Timing is everything
We need to provide 44100 × 2 = 88200
samples each second, since we have 2 audio channels at 44100 Hz sample rate. Each packet of audio
contains 996 bytes of samples at 32 bits (= 4 bytes) per sample, so 992 / 4 = 248
samples fit in a packet.
That means we need to send a packet every 248 / 88200
seconds, or roughly 2.812 milliseconds (to 3 decimal places) – which seems to line
up with the frequency observed in the Wireshark dump:
(e.g. 2.9222 s - 2.9195 s = 2.7ms, 2.9251s - 2.9222s = 2.9ms, etc)
I wrote up some sample code that read samples from stdin
(fed in using ffmpeg) and sent a packet, then slept for 2812 nanoseconds, and then repeated.
This resulted in…complete silence!
That is, until we changed the device connected to the HDMI receiver unit (a hifi system with HDMI passthrough) to another device (a projector). The projector happily played the audio we were sending… but it sounded distorted (kinda “crunchy” sounding). What’s going on?
Jitter is unacceptable
A while ago, I wrote some audio code for a project called “SQA”. This taught me one of the ‘cardinal rules’ of audio programming: jitter is unacceptable. There’s a great blog post called “Real-time audio programming 101: time waits for nothing” that explains this in more detail but to sum up: when supplying audio samples for playback, you have a fixed amount of time to fill a buffer of a certain size, and you must always fill the buffer in the time given to you (or less).
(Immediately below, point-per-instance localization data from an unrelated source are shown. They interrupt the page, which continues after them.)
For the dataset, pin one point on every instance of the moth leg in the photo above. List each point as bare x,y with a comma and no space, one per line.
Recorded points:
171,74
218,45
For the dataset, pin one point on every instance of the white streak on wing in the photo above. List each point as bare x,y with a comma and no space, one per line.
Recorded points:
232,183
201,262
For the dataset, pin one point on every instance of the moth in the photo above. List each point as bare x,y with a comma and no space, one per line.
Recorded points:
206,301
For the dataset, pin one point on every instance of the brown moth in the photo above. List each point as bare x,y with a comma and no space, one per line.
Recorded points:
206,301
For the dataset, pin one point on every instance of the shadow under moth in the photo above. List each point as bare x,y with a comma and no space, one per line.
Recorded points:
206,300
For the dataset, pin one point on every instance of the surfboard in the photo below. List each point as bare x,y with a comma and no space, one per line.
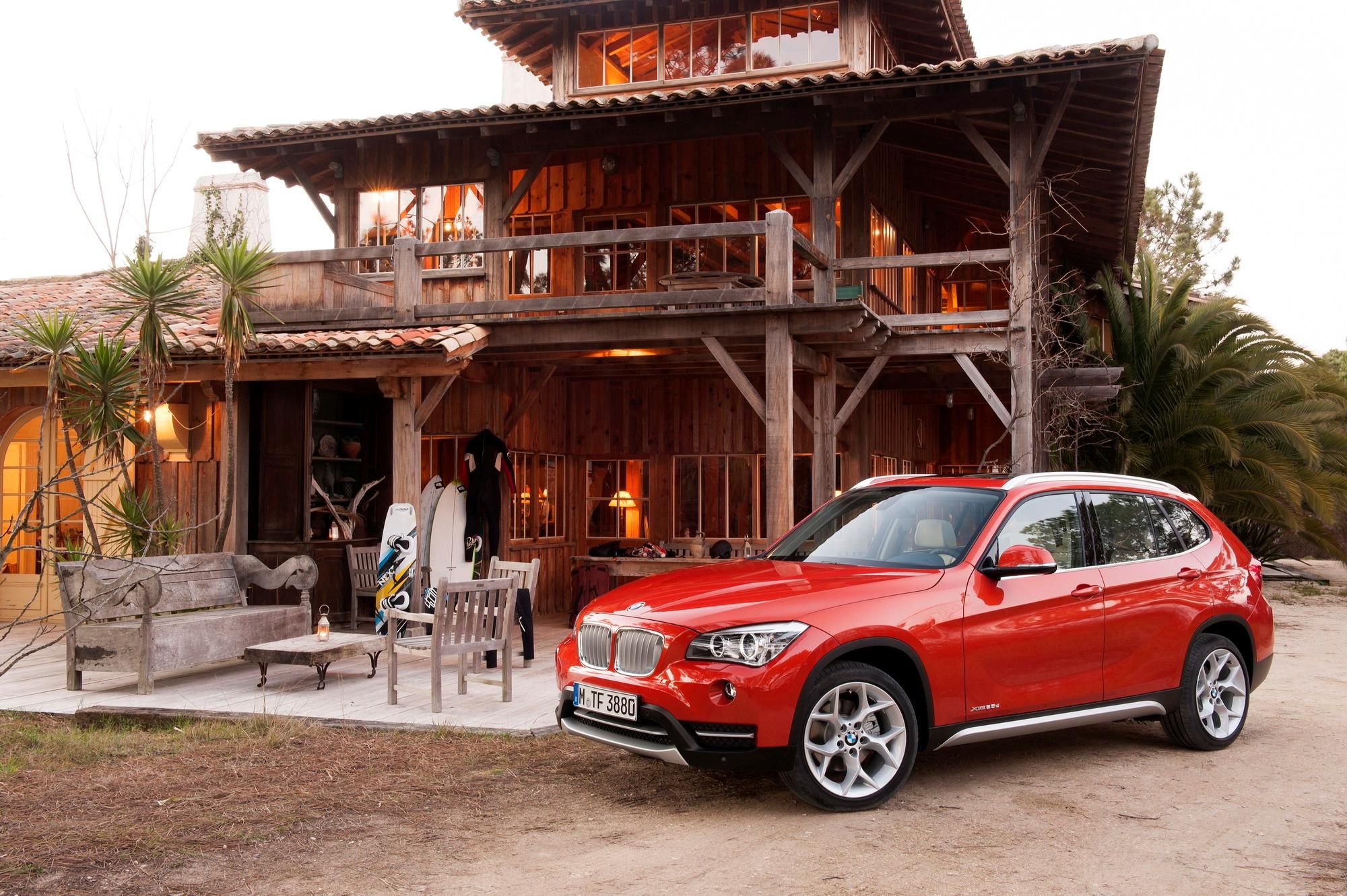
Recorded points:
426,525
397,576
447,547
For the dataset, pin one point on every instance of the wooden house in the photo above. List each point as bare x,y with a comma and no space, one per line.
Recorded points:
750,254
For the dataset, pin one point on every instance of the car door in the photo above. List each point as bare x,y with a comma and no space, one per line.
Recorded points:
1154,578
1037,642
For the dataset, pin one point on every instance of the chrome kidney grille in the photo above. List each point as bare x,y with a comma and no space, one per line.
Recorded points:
638,652
596,645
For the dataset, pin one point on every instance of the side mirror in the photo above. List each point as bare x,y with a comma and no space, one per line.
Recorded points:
1022,560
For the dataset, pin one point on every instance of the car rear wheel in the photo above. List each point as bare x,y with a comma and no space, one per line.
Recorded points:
856,742
1213,696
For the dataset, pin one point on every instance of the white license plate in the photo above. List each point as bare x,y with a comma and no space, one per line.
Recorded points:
610,703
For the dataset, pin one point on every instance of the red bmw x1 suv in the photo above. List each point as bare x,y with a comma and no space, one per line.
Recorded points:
919,613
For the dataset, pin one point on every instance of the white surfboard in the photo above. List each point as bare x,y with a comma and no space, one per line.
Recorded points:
398,556
447,545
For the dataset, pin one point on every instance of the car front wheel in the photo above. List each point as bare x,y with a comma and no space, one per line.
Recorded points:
857,742
1213,696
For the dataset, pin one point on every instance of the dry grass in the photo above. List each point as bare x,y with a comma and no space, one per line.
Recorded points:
122,809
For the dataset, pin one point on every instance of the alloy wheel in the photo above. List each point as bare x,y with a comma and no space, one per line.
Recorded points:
855,740
1222,693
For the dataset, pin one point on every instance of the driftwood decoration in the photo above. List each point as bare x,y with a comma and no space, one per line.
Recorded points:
347,517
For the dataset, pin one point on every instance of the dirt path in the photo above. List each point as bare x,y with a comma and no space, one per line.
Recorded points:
1112,809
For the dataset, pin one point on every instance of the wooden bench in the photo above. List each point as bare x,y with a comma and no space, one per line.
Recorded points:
153,614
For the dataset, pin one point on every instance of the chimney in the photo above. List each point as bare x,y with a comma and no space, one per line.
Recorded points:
246,193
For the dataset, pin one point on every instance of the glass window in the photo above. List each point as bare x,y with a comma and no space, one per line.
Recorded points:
18,482
797,35
531,269
618,499
1167,540
1125,526
716,253
925,528
1047,521
433,214
616,267
715,494
618,57
1190,525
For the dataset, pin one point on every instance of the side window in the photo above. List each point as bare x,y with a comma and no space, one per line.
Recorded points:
1191,529
1167,540
1125,526
1047,521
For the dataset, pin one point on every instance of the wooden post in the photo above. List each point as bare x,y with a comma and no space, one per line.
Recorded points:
1024,228
406,443
781,389
825,435
406,279
824,202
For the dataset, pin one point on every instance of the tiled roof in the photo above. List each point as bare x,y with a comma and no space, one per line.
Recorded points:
90,295
810,82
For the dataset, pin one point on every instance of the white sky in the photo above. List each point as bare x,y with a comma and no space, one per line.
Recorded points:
1248,100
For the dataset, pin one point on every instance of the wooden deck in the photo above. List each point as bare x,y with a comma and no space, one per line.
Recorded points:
38,684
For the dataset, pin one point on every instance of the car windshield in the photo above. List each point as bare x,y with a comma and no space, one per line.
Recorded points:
915,528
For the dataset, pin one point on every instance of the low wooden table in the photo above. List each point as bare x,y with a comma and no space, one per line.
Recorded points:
308,650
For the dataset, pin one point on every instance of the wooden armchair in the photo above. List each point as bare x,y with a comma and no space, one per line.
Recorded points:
363,567
471,618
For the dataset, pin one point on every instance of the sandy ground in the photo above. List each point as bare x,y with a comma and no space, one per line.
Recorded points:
1111,809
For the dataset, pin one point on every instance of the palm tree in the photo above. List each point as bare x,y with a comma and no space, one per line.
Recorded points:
243,272
56,337
153,291
1218,403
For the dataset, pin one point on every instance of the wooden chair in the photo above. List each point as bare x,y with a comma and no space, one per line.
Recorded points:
526,576
471,618
363,565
If you leave the buffer half-filled the audio will “glitch”: it’ll have pops and clicks in it and/or sound distorted, because the new samples you’ve only half written will stop halfway through the playback buffer and jump suddenly to a bunch of zeroes instead (or some other garbage data). This is called a buffer under/overrun, or an xrun for short.
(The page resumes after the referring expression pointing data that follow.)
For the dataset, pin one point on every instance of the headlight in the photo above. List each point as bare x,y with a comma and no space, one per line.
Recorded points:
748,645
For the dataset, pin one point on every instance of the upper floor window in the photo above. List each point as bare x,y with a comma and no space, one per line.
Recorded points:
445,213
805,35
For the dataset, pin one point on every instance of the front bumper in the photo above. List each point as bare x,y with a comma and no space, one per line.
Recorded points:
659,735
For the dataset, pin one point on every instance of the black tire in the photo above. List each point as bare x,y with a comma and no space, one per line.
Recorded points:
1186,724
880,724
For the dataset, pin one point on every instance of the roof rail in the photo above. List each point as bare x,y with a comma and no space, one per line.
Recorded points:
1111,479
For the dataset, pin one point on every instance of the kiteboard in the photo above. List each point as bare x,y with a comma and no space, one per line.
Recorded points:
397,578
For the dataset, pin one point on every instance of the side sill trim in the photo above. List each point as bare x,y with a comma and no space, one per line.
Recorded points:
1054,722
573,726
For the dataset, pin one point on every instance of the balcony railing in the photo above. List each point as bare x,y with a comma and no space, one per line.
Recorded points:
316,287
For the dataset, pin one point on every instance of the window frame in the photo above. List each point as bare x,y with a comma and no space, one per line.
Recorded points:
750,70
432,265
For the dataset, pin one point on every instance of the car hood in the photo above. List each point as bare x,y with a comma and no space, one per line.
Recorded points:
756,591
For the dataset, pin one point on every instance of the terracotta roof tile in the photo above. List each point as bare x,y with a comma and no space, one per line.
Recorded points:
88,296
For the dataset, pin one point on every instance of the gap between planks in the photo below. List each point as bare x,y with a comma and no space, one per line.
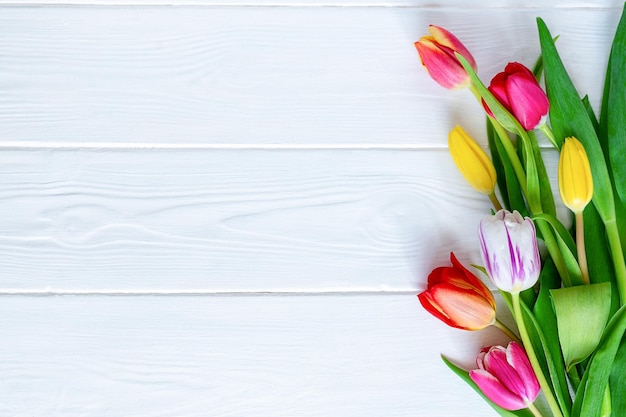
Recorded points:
8,145
407,4
202,293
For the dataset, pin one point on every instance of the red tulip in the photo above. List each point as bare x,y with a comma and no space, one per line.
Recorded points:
506,377
436,52
458,298
517,89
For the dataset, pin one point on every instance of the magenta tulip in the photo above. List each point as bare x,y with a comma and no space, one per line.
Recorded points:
436,52
517,89
506,377
508,244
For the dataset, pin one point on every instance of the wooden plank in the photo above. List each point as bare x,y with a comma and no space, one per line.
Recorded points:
231,220
262,75
474,4
232,356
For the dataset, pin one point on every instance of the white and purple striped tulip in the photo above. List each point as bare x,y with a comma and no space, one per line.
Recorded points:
508,244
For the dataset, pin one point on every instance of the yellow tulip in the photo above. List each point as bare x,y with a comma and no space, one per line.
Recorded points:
575,182
472,161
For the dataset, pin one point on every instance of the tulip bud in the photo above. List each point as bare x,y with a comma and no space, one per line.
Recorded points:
472,161
506,376
509,250
575,182
436,52
458,298
517,89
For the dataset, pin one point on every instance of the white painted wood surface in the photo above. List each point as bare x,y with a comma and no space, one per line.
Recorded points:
226,208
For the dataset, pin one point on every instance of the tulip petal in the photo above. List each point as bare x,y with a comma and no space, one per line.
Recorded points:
440,66
429,304
516,356
447,39
473,281
495,391
527,100
496,364
465,309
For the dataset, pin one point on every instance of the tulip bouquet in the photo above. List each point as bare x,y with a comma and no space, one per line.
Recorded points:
569,343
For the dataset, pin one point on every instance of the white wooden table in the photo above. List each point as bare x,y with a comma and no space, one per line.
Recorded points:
226,209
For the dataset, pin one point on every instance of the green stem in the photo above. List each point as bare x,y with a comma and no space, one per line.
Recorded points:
574,377
606,409
543,382
580,246
494,200
553,249
499,325
618,258
547,132
534,410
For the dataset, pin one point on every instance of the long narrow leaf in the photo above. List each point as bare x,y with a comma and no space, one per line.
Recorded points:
569,118
590,393
616,101
617,382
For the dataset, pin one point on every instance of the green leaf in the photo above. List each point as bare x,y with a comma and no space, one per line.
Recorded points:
568,117
551,364
581,314
546,320
498,164
545,188
601,268
616,102
464,375
617,382
567,248
592,116
590,393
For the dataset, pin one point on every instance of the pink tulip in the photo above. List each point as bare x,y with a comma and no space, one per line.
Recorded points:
458,298
436,52
517,89
506,377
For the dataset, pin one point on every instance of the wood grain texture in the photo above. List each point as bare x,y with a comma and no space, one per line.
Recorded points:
231,357
429,4
183,220
262,75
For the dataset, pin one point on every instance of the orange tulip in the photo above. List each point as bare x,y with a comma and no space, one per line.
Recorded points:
458,298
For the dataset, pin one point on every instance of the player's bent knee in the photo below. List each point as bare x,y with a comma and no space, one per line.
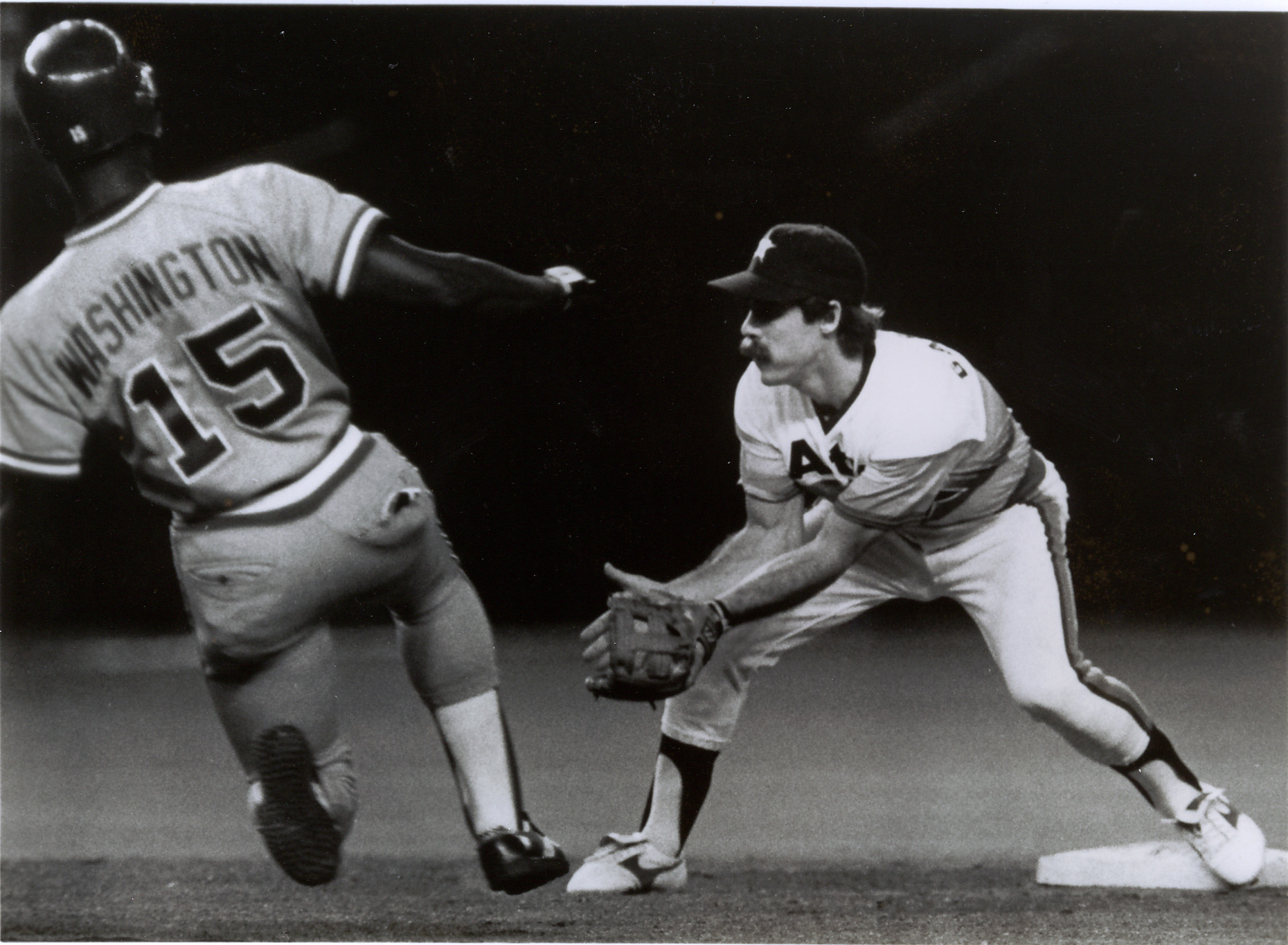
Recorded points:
1045,702
236,657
So, how do you make sure you never glitch? Well, doing anything that could block or take lots of time to complete (reading from a file, waiting on a mutex, etc.) in the thread that handles audio is strictly forbidden; you’ve basically got to have something else put the audio samples in a ringbuffer for you to copy out in the audio thread.
Final audio thread code
Armed with the above knowledge, I completely rewrote the audio thread – and it actually works!
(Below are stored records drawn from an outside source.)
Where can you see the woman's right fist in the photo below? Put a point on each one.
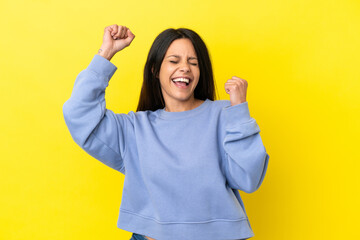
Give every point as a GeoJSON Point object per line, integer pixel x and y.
{"type": "Point", "coordinates": [115, 39]}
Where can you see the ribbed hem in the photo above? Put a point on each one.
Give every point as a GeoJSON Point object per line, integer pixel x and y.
{"type": "Point", "coordinates": [218, 229]}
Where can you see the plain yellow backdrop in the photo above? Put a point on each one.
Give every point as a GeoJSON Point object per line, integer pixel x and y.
{"type": "Point", "coordinates": [300, 58]}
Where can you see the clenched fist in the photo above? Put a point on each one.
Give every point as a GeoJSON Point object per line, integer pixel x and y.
{"type": "Point", "coordinates": [236, 88]}
{"type": "Point", "coordinates": [115, 39]}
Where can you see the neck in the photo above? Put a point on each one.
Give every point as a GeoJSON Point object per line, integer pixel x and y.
{"type": "Point", "coordinates": [180, 106]}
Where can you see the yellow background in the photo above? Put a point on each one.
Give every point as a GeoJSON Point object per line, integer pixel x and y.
{"type": "Point", "coordinates": [300, 58]}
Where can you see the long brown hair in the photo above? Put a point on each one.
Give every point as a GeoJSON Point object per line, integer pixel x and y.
{"type": "Point", "coordinates": [151, 97]}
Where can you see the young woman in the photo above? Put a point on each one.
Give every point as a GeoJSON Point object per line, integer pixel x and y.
{"type": "Point", "coordinates": [184, 155]}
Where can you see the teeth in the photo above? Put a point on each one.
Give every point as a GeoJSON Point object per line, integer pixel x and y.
{"type": "Point", "coordinates": [181, 80]}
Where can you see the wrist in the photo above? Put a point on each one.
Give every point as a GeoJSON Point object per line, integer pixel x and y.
{"type": "Point", "coordinates": [105, 53]}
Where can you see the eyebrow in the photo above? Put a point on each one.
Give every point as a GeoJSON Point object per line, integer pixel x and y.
{"type": "Point", "coordinates": [177, 56]}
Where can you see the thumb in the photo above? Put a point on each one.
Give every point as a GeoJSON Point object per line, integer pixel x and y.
{"type": "Point", "coordinates": [130, 36]}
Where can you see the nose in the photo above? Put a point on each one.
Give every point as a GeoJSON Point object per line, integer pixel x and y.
{"type": "Point", "coordinates": [184, 67]}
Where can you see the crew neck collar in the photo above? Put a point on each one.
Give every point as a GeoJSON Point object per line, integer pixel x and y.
{"type": "Point", "coordinates": [184, 114]}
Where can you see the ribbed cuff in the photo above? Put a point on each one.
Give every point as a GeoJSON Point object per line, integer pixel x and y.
{"type": "Point", "coordinates": [236, 114]}
{"type": "Point", "coordinates": [102, 66]}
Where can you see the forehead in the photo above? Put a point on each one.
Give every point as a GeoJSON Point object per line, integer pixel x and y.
{"type": "Point", "coordinates": [181, 47]}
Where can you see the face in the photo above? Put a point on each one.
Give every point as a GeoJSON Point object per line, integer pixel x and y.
{"type": "Point", "coordinates": [179, 72]}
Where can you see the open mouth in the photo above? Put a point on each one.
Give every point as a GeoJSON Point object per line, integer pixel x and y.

It now uses the excellent bounded_spsc_queue
ringbuffer library to ship samples from the rest of the program
and the audio thread, and spin-waits (loops) until it needs to send the next packet.
(Doing the “proper” thing and using something like nanosleep(2)
would be more efficient – but was unreliable
compared to just spinning in my tests.)
The full audio thread code is below:
Conclusions
The code is here. Don’t expect miracles. (If you actually plan to use this, you might want to get in touch.)
There are a number of ways to feed data into it, which you choose at compile time using Cargo features. You can either feed in raw s32be samples from either stdin or TCP (it’ll make a TCP server and you can connect and send stuff, but not with more than one client at the same time…). I also ended up adding a JACK backend (using my own sqa-jack library), if that’s your thing.